Natalia: It’s not autobiographical…but it’s very much based on personal experience and events that happened in my life and a relationship that I had with another woman who sort of opened my horizons and made me realize that I could be a creator of my own reality. That was at the core of what made me want to write this script.
Create: You’ve described the cast of Be Here Nowish as being a group of your friends. What was it like to work with “name” actors like Dianna Agron (of Glee, among other high-profile roles) and Paz de la Huerta (of Boardwalk Empire and numerous films)?
Natalia: At the end of the day, it’s not that different from other actors I’ve worked with. But it was different in that I went into it knowing, like, “Oh, these actors have worked with Martin Scorsese and all these different directors that I admire.” So it was definitely, like, “Whoa, I really have to know what I’m doing here.” But of course I do know.
Dianna and Paz, both of them—we didn’t have a lot of prep days, but any day we had off, I would have them do stuff to prepare their characters. For instance, Dianna—one night I told her, “I want you to see what it’s really like to work in a strip club, so put on this wig and make up a persona.” Of course she wasn’t doing a lap dance or anything. She was dressed the part, she’d talk to the customers, and she even went up on stage and did a dance…. I think the fact that both Dianna and Paz were so willing to go there and do the research and be in that character was very important.
Create: How did the work on Bare compare with working on your web series?
Natalia: Obviously, everything happens on a bigger scale. For Bare, Alexandra and I were producing a feature together for the first time, and we really learned a lot…. The story of the script is really like the story of making the film, because we were just trying it out and saying, “OK, we can do this even though we’ve never done it before.” It was just a big learning experience for us and a wonderful challenge.
Create: And how does it feel to be featured at a major festival like Frameline?

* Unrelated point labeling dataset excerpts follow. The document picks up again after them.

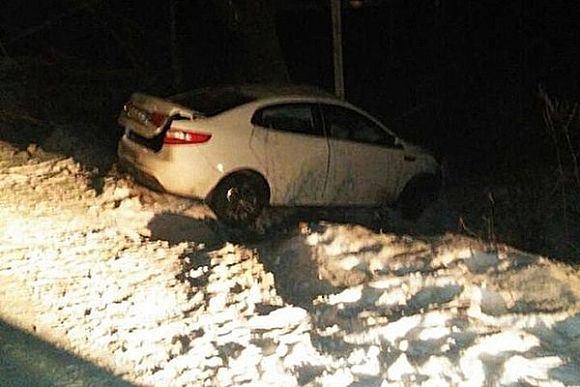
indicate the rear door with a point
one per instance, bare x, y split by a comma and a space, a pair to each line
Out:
293, 151
365, 161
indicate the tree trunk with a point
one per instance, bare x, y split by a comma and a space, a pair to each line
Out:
258, 56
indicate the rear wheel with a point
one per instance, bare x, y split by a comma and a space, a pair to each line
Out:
418, 194
239, 199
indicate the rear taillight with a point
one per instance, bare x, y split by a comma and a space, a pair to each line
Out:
175, 137
157, 119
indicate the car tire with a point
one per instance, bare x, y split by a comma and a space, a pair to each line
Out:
239, 199
420, 192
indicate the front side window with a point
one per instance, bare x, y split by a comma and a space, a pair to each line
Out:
295, 118
346, 124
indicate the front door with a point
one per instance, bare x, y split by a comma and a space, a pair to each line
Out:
365, 162
294, 153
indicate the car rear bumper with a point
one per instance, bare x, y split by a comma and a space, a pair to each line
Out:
171, 170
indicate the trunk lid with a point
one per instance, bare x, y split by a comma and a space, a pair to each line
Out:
149, 116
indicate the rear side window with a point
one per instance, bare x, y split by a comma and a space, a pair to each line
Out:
295, 118
346, 124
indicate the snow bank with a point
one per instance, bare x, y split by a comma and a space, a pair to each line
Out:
95, 272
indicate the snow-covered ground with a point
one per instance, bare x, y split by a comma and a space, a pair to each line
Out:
148, 287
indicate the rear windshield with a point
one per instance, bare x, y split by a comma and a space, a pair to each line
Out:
210, 102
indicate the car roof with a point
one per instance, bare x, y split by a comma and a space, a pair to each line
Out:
260, 91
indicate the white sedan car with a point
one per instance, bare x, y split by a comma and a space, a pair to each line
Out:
245, 147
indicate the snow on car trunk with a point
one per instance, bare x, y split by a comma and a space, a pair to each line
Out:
331, 304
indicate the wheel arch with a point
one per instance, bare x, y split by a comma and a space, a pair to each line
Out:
244, 172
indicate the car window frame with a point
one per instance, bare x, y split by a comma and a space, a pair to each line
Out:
314, 110
395, 144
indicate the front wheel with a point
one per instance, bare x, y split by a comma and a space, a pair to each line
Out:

Natalia: It’s so exciting. I lived in San Francisco for four years—I went to the San Francisco Art Institute. I loved Frameline—would go there every year. And seeing films at the Castro Theatre, which is such a beautiful theater—I don’t know if they still have an organ player before the movies?
Create: They sure do.
Natalia: That’s so great. It’s so gorgeous, and it’s such an honor to be screening there and having Bare be the closing night of the festival. We’re excited.
Create: As a filmmaker and storyteller, what inspires you? What are the stories you want to tell?
Natalia: At the core of it, regardless of whether it’s drama or comedy, I think it’s about human relationships, and that’s always been something I’ve been really drawn to, the psychology of how people interact and why they do the things they do. With the work that Alexandra and I have been doing together, we’re exploring themes around relationships and sexuality and spirituality—and the intersection of it all.